Sec. Biomedical Robotics
Volume 9 - 2022 | https://doi.org/10.3389/frobt.2022.1020103
Editorial: Interaction in robot-assistive elderly care
- 1Advanced Telecommunications Research Institute International, Seika, Japan
- 2Department of Informatics, University of Oslo, Oslo, Norway
- 3Institute of Neuroscience, National Yang Ming Chiao Tung University, Taipei, Taiwan
- 4Department of Intelligence Science and Technology, Graduate School of Informatics, Kyoto University, Kyoto, Japan
Editorial on the Research Topic
Interaction in robot-assistive elderly care
With the spread of COVID-19, elderly care is becoming an even more serious issue to which robots are expected to contribute. In addition to rehabilitation and physical support, researchers also pay attention to the application of social robots for mental support, such as preventing dementia and BPSD (Behavioral and Psychological Symptoms of Dementia) through social interaction. In elderly care, due to cognitive and socio-emotional decline and mental diseases, older people have difficulties interacting smoothly with their caregivers because their ways of interaction differ from what is common among healthy adults. Furthermore, since these effects vary widely among individuals, care should be customized to everyone’s needs, as suggested by person-centered care. However, current social robots cannot provide such care.

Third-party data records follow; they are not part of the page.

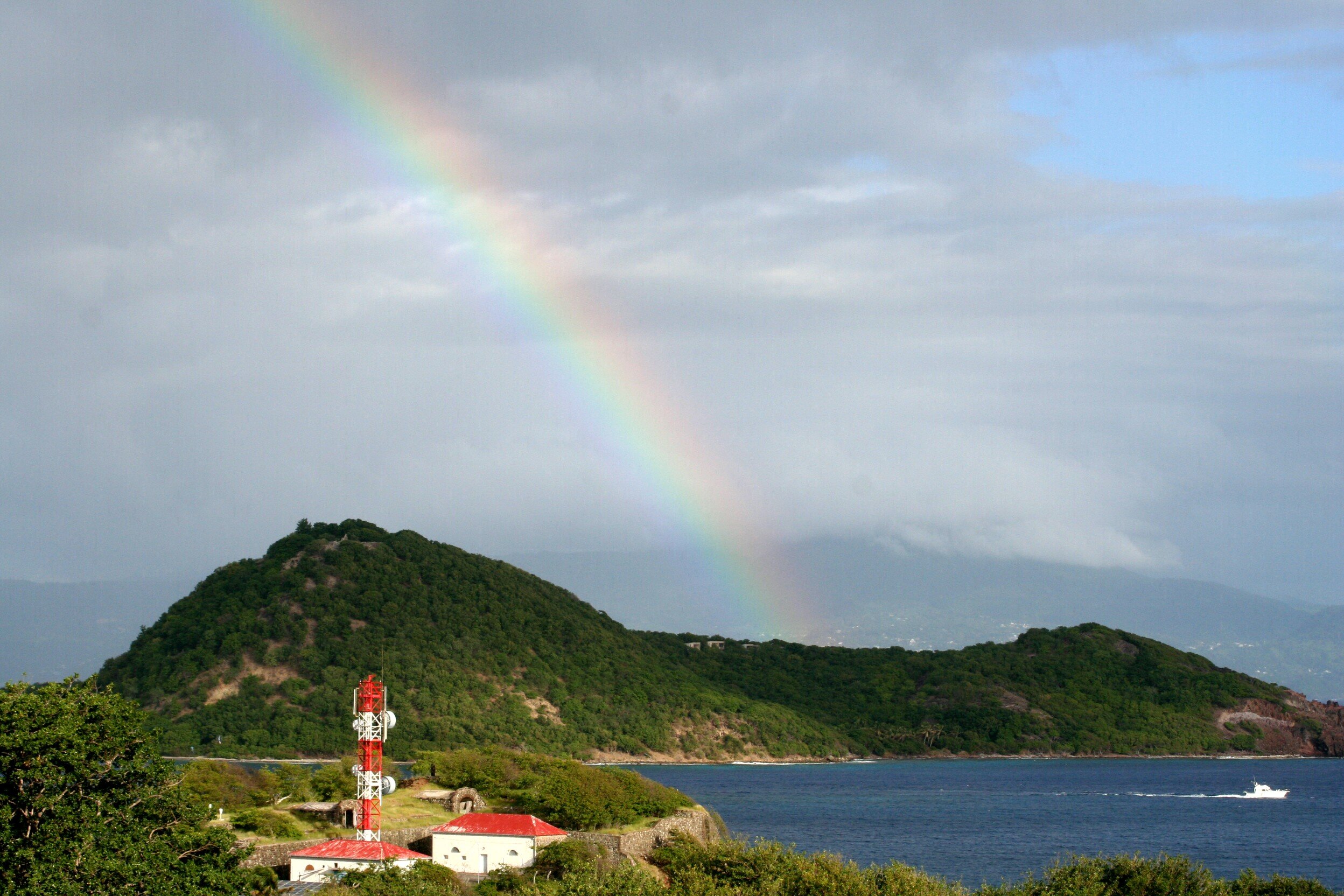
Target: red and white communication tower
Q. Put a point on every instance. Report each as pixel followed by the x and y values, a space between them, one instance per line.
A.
pixel 373 722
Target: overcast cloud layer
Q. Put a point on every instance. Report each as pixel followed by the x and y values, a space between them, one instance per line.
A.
pixel 220 312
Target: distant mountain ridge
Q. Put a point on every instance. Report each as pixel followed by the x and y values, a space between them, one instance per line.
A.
pixel 870 596
pixel 53 631
pixel 260 659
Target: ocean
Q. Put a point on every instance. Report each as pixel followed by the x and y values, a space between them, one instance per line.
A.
pixel 990 820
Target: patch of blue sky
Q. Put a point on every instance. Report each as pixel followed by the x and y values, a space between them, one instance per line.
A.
pixel 1252 116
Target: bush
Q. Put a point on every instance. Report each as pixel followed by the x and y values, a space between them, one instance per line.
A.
pixel 89 808
pixel 568 857
pixel 487 772
pixel 267 823
pixel 220 783
pixel 562 792
pixel 334 781
pixel 1160 876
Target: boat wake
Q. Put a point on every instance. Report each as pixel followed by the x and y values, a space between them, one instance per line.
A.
pixel 1257 792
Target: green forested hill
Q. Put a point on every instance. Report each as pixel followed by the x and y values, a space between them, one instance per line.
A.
pixel 260 660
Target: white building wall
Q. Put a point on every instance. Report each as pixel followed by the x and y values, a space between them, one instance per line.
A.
pixel 480 853
pixel 319 870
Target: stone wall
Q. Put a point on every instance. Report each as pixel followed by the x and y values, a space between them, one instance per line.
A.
pixel 639 844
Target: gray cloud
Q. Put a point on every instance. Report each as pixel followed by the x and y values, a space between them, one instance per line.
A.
pixel 218 312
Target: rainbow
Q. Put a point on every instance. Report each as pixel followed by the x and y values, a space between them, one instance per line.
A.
pixel 584 348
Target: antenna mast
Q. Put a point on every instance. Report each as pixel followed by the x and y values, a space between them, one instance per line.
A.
pixel 373 722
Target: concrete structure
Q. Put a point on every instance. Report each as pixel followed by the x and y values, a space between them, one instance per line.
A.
pixel 320 863
pixel 461 801
pixel 478 844
pixel 340 815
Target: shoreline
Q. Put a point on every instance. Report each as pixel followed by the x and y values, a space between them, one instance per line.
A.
pixel 801 761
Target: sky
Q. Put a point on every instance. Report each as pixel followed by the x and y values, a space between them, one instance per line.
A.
pixel 1049 281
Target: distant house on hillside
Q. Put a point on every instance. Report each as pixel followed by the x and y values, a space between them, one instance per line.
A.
pixel 479 844
pixel 321 862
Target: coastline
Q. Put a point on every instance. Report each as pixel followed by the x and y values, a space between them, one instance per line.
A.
pixel 616 759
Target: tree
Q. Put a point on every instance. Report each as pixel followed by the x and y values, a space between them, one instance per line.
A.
pixel 334 781
pixel 90 808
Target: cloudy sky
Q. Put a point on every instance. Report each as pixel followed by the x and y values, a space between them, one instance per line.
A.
pixel 1038 280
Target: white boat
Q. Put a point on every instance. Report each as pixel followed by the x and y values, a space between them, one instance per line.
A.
pixel 1265 792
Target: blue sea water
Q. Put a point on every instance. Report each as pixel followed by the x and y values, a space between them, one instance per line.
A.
pixel 991 820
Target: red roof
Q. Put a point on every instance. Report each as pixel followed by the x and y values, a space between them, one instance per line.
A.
pixel 372 851
pixel 499 824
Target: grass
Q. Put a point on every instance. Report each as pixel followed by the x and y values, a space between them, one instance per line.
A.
pixel 402 809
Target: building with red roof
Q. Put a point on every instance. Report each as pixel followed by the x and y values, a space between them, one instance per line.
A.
pixel 480 843
pixel 320 862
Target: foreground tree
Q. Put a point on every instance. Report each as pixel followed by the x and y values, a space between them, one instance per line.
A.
pixel 88 807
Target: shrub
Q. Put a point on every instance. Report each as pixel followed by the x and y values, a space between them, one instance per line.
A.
pixel 220 783
pixel 568 857
pixel 268 824
pixel 562 792
pixel 334 781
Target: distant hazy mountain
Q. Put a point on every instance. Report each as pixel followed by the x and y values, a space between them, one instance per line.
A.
pixel 869 596
pixel 261 656
pixel 49 632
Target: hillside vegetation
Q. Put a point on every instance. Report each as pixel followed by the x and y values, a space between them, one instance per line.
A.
pixel 261 657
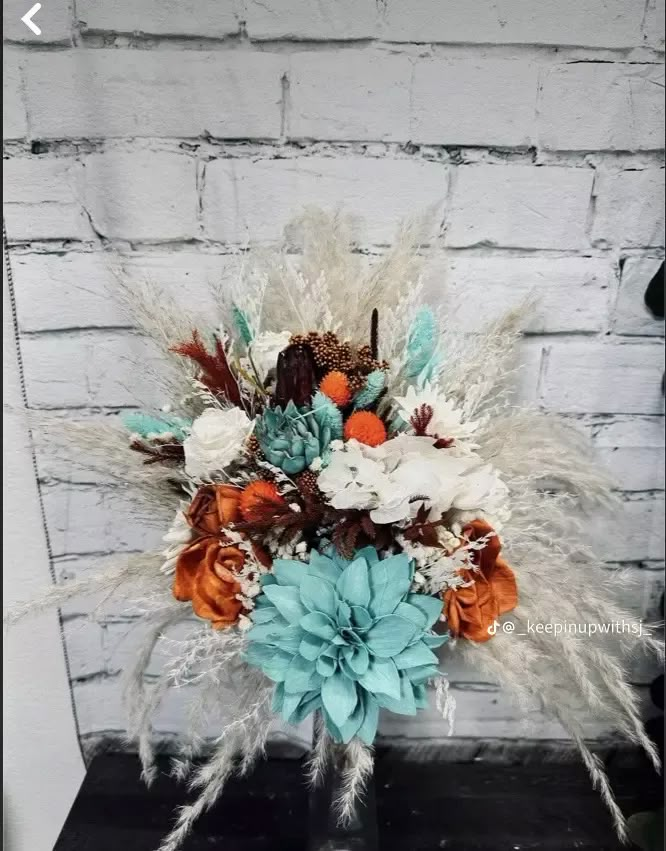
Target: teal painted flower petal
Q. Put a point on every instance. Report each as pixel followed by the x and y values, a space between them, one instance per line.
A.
pixel 332 728
pixel 389 636
pixel 430 606
pixel 264 614
pixel 326 665
pixel 318 595
pixel 287 601
pixel 288 572
pixel 311 646
pixel 276 667
pixel 289 639
pixel 389 582
pixel 414 656
pixel 345 637
pixel 361 618
pixel 354 584
pixel 435 640
pixel 382 677
pixel 319 624
pixel 368 729
pixel 357 658
pixel 301 676
pixel 339 697
pixel 278 699
pixel 343 614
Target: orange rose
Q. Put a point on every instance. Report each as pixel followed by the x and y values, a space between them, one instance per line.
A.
pixel 213 507
pixel 470 610
pixel 206 574
pixel 207 569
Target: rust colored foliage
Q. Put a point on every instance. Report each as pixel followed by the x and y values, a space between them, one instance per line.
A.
pixel 421 419
pixel 216 373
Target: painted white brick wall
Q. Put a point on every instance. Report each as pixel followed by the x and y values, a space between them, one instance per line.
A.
pixel 170 131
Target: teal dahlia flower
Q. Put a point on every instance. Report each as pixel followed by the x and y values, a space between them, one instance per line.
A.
pixel 345 638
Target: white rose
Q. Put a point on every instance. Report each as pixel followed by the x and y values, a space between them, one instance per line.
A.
pixel 216 438
pixel 265 349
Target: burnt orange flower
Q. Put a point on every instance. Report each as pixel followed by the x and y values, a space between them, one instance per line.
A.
pixel 492 591
pixel 365 427
pixel 207 569
pixel 206 574
pixel 258 498
pixel 213 507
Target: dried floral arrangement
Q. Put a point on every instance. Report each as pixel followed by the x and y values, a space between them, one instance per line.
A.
pixel 351 488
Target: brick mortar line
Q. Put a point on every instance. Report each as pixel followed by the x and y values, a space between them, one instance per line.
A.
pixel 202 247
pixel 101 39
pixel 211 149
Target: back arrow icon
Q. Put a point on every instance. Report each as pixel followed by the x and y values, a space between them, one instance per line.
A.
pixel 27 19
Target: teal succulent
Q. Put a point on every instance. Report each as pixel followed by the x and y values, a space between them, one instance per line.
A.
pixel 147 425
pixel 291 438
pixel 346 638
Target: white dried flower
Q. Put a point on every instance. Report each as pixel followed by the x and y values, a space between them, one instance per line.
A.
pixel 215 439
pixel 447 419
pixel 265 349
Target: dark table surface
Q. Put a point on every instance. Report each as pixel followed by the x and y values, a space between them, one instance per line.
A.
pixel 421 807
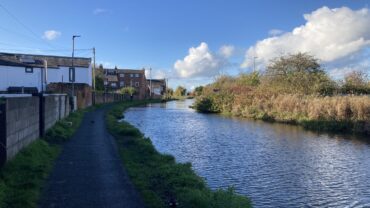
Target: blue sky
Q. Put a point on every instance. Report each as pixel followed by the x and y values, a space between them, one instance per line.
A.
pixel 157 34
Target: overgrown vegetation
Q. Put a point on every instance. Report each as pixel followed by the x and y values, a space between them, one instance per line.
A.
pixel 293 89
pixel 23 177
pixel 158 177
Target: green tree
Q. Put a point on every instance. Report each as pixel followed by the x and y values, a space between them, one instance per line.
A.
pixel 198 90
pixel 356 82
pixel 180 91
pixel 298 73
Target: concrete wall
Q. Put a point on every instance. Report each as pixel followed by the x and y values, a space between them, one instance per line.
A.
pixel 23 120
pixel 100 97
pixel 23 79
pixel 21 124
pixel 55 107
pixel 82 91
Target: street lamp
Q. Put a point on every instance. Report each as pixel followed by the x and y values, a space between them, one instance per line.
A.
pixel 72 72
pixel 254 63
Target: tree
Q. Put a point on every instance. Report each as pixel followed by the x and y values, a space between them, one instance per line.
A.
pixel 356 82
pixel 180 91
pixel 298 73
pixel 198 90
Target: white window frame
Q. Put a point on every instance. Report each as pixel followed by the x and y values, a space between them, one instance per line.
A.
pixel 28 69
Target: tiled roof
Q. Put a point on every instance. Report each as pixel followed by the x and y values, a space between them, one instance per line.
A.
pixel 11 59
pixel 120 71
pixel 112 78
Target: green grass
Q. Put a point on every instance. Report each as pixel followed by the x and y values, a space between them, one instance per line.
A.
pixel 158 177
pixel 23 178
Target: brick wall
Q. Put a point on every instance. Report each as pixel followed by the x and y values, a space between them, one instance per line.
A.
pixel 100 97
pixel 82 91
pixel 55 107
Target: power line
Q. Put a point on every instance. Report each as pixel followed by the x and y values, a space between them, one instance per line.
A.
pixel 24 26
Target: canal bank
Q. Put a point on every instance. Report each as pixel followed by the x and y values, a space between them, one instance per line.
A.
pixel 162 181
pixel 275 165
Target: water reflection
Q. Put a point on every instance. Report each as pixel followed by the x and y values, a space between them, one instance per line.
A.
pixel 277 165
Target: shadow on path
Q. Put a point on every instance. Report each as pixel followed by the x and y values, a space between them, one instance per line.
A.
pixel 88 173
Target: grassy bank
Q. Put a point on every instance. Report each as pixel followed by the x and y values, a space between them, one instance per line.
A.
pixel 293 89
pixel 23 177
pixel 158 177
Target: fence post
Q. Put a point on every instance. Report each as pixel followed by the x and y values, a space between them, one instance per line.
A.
pixel 42 114
pixel 3 133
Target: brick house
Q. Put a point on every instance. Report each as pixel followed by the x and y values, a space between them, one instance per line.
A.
pixel 115 79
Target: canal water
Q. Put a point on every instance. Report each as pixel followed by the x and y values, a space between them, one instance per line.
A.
pixel 276 165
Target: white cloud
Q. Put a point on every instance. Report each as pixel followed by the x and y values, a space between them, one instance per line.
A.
pixel 227 50
pixel 99 11
pixel 156 74
pixel 328 34
pixel 200 62
pixel 275 32
pixel 51 34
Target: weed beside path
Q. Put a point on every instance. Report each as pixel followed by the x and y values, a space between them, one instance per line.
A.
pixel 22 178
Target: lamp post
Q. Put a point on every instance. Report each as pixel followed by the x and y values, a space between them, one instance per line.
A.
pixel 254 63
pixel 150 75
pixel 72 70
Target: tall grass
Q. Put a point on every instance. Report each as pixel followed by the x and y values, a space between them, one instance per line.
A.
pixel 234 96
pixel 22 178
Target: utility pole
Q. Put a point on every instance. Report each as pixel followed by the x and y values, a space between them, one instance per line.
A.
pixel 150 75
pixel 44 74
pixel 93 72
pixel 254 63
pixel 73 72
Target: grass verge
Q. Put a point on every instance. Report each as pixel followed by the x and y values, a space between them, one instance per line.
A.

This Research Topic focuses on scientific and technical advances in methods, models, techniques, algorithms, and interaction design developed to understand and facilitate verbal and non-verbal interaction between older people and caregivers/artificial systems. In this collection containing seven peer-reviewed articles, the studies can be divided into two categories.
The first category contributes to developing robots to support older people, including those with dementia. Sumioka et al. propose to promote emotional interaction with older people with dementia by introducing an interactive baby robot. The robot is designed with only the minimum elements necessary to encourage the user’s imagination and does not even have a face. The interaction with the robot is also simple: it frequently laughs when a user physically engages it by lifting or rocking it, but it cries otherwise. Their results with older people with dementia show that even such a simple robot can elicit rich responses from them.
Otake-Matsuura et al. investigate the effect of Photo-Integrated Conversation Moderated by Robots (PICMOR), a group conversation intervention program for resilience against cognitive decline and dementia, on healthy older people. PICMOR contains discussing photos taken by each participant with all participants and assigning a robot as a moderator to coordinate their speaking time. They compare PICMOR with an unstructured group conversation with a single-site randomized controlled trial (RCT). Their 12-weeks interventions using PICMOR resulted in significantly improved verbal fluency. This study demonstrates the positive effects of robotic social activity interventions on cognitive function in healthy older people.
Tokunaga et al. explore a design method that uses a dialogue-based robot system for cognitive training at home. They first highlight three challenges to realizing such a system and propose three functional and non-functional requirements. Based on them, they developed a diagram for a dialogue-based system with photo and storytelling (DBSPS) as a testbed. They conducted three user studies in prototype- and laboratory- and home-based experiments to test their system. They discuss the system's essential characteristics to experiment with daily cognitive training.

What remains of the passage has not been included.